Anyway, I need to brew a replacement. I figure I should have it in the kegerator to condition and carb for 2 weeks, so that gives me only a week to go from the kettle to the keg. I'm thinking of this Dry Dock Mild clone: http://www.northernbrewer.com/shop/...-ss-minnow-mild-pro-series-all-grain-kit.html

Any thoughts? Anything I can do to speed the fermentation? Double the yeast? Add nutrients?

thanks!
kman
 
You should be able to do it. Just make sure that the FG is set before you keg. Yeast nutrients might speed things up a little. A yeast starter will hurry things along if you use liquid yeast. Re-hydrating would be good if you use dry yeast.
 
There was an article on this in Zymurgy a while back. Their tips: keep the OG under 10.40, and don't brew a beer that minds being cloudy. (Dark ales and wheats are obvious choices here.) Ferment a little warmer than you might otherwise, but not by a huge amount.

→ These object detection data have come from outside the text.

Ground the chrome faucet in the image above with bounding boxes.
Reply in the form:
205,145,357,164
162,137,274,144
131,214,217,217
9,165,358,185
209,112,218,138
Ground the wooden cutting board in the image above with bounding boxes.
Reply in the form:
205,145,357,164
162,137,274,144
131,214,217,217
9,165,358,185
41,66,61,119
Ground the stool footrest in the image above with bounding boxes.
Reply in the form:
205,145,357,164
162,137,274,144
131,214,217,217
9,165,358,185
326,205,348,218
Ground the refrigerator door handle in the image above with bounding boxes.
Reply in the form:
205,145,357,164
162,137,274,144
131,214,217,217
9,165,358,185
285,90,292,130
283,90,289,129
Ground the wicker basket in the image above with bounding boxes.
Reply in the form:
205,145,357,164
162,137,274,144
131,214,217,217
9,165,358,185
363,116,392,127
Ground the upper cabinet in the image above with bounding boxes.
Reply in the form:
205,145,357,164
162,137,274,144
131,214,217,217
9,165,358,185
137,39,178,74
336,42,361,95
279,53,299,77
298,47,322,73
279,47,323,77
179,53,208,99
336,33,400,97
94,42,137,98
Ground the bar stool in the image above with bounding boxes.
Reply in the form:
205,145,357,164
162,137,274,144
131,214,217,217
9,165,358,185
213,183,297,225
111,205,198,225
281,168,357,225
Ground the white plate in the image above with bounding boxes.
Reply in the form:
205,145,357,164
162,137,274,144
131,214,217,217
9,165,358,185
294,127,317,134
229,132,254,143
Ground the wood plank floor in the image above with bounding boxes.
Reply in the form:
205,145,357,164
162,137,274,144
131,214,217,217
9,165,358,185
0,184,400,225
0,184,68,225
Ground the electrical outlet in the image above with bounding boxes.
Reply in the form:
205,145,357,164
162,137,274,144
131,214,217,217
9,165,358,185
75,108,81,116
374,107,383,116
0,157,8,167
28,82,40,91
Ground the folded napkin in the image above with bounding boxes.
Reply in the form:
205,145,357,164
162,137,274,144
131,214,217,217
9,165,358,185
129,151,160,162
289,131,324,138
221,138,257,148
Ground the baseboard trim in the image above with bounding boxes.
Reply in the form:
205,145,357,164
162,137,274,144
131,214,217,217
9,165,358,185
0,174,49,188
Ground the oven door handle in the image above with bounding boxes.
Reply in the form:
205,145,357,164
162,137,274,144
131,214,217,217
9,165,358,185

The mild looks like a fine choice.
 
Thanks for the replies. I've never used a starter, but I've seen some protocols on the web that don't seem too complicated. Any tips for a simple starter?

kman
 
3 weeks is plenty for that beer. 1 week to ferment, couple of days to cold crash, and a week to carb, as edmanster says.

A starter is great for getting a lot of yeast going quickly, but so is just pitching more yeast. It's more expensive, but I'd be tempted to skip the starter and go straight to brewing and buy extra yeast.
 
edmanster said:
You can get a good carb in 1 week.. 30psi for the first 48 and then 12psi untill you tap it.. I've had good carb after 5 days like that :mug:

I agree with this. If you have 3 weeks then use two for fermenting and one force carbing with the first two days 30+ psi
 
I wouldn't plan your primary schedule at one week - it will more than likely be done, but make sure to taste it (check for off-flavors) when you take a gravity reading before transferring to a keg. If it needs 10 days in primary, you'll be fine if you follow edmanster's advice on carbing. The beautiful thing about 1968/002 is that it drops like a brick, I'm usually drinking lower gravity beers with 002 about 12-14 days after pitching (8-10 days in primary, 1-2 days cold crashing, 2 days carbing in keg).

I'm not sure if you have the equipment, but I've found my beer is much better young since I started injecting pure oxygen prior to pitching.
 
I'm brewing a beer on Sat 5/5 that I'll enter into a competition on 5/19.
14 days total.:D
It's an American Wheat and I don't think there should be any problems.
Just saying.
Bull
 
I don't have the equipment for pure oxygen and don't even oxygenate my worts other than pouring through a funnel. I've been thinking about using a fish pump with a narrow-bore tubing as a cheap way to enhance my process, but just haven't gotten around to it.